The challenges AI presents aren’t insurmountable, but they require a realistic understanding of the landscape. There are several barriers to addressing these challenges:
The Role of Capitalism: Profit-driven motives dominate the development of AI technologies. Companies are incentivized to push forward without pausing to consider ethical or societal implications. Capitalism’s need for growth often trumps caution, making meaningful regulation difficult to enforce. This creates a system where companies prioritize innovation over responsibility, with little incentive to change course.

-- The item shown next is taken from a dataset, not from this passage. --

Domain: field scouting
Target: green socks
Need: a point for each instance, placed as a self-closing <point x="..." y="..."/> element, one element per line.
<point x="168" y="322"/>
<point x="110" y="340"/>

The Geopolitical Arms Race: Superpowers view AI as a tool for economic dominance and national security, fueling a race to outpace rivals. This competition discourages restraint, as no superpower can afford to fall behind. The U.S. has embraced AI as a strategic advantage, pushing forward to prevent adversaries from weaponizing it against them. However, this race exacerbates risks, as rapid development often leaves ethical considerations in the dust.
The Lack of Levers to Pull: A grim reality: there are no obvious mechanisms to slow down or redirect the trajectory of AI development. The momentum is too great, the rewards too high and the incentives to continue on this path are deeply embedded in global systems.
It Will Get Worse Before It Gets Better: Like the climate crisis, the negative impacts of AI will intensify before we develop the tools and frameworks to address it. History suggests that humanity often reacts rather than prepares, and AI may follow this pattern. The lessons of the 2007-2008 financial crisis and the crossbow problem remind us that disruption often precedes meaningful reform.
Ultimately, regulation, ethics and public understanding of AI will catch up, and this new technology will transform our world beyond all recognition for the better.
Sadly, the rate and scale of change will lead to many adverse outcomes in the shorter term. My guess is 50 years from now it’ll all be great.
This is why I refer to the impacts of AI as a shitshow.